Based on the above results, it is finalized that the training set is 90 days before the forecasted day and the first 3 days before those forecasted are historical days. In the training set, the input is the current moment load of the historical day as well as the data of features of the historical day and the forecasted day, and the output is the current moment of the forecasted day. In the test set, the input is the current moment load of the historical day and the feature data of the historical day and the forecasted day, and the output is the current moment of the forecasted day.
- (3)
High frequency
The high-frequency component averages the high-frequency components of the similar days according to the corresponding moments, and it finally adds them to the low frequency component as well as the medium frequency component to obtain the final prediction. In this case, the predicted and actual comparison of the high-frequency component using the similar day averaging method is shown in
Figure 9.
As shown in
Figure 9, the RMSE of the error between the predicted value and the true value in the high-frequency component is 20.08 MW, the error is relatively small, so the method is applicable.

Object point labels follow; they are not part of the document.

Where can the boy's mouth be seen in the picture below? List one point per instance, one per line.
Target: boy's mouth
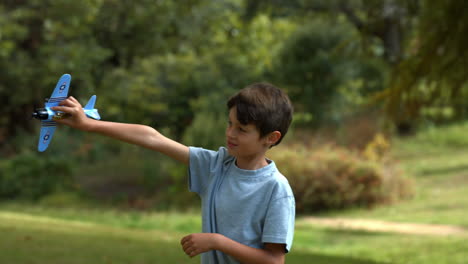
(231, 145)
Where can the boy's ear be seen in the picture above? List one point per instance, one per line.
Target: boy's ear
(273, 137)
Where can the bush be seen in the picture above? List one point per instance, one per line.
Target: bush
(335, 178)
(31, 176)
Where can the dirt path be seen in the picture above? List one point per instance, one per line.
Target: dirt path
(385, 226)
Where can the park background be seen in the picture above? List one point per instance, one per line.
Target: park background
(379, 133)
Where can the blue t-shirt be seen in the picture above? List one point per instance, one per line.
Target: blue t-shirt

4.4. Performance of Similar Day Selection
Load data from 1 January 2014 to 31 December 2014 is taken to verify the superiority of similar day selection. The average results are shown in
Figure 10 and
Table 4.
As can be seen in
Table 4, the correlation of 0.9189 for similar days is greater than 0.9104 for historical days.
The results of the proposed model based on similar days and historical days are shown in
Figure 11 and
Table 5. It can be seen that the flexible use of similar days for different frequency components can significantly improve prediction accuracy.
4.5. Performance of the Proposed Model
In order to verify the superiority of the method proposed in this paper, in this section, 5 models (LSTM, GRU, CNN, TCN, Transformer) are used as comparison models to evaluate the performance of the forecasting model. They are compared in terms of MAPE, RMSE, computation time, and CPU usage. The predicted results for a typical day (18 February 2014) are shown in
Figure 12. To verify the consistency of the model across different days, predictions are made for each of the 20 randomly selected days throughout 2014. They include weekdays and holidays from all four seasons of the year. The prediction results are shown in
Table 6 and the computation time and CPU usage are shown in
Table 7.
From
Table 6, it can be seen that the average accuracy of the forecasting model is higher than that of LSTM, GRU, CNN, TCN, and Transformer. The proposed model achieves an average MAPE of 8% in 20 statistical tests, which is lower than that of other models. The average MAPE values of all models are highlighted in bold in
Table 6.
As shown in
Table 7, the proposed model achieves a total computation time of 0.47 s, which is notably lower than that of the Transformer model (30.93 s). Compared to other models, such as LSTM (2.61 s) and GRU (2.34 s), the proposed model also performs efficiently while maintaining a comparable CPU usage percentage of around 14.5%. This efficiency can be attributed to its use in conjunction with the CNN, which has a simple structure. Additionally, the determination of weights and load decomposition of similarity days are carried out during data preprocessing and are not involved in the training process, further reducing the model’s computation time and memory usage. As a result, the proposed model is not only faster but also requires minimal computational resources, making it highly suitable for real-time applications.
To validate the rationality of the model parameters, 5-fold cross-validation was employed. The dataset was divided into 5 subsets, and then 5 rounds of training and validation were conducted, ensuring that each subset was used as the validation set once, with the remaining subsets serving as the training set. The average RMSE and average MAPE are presented in
Table 8.
The cross-validation results show that the model achieves an average MAPE of 7.81% and an RMSE of 660.54, indicating a reasonably accurate prediction with manageable error levels.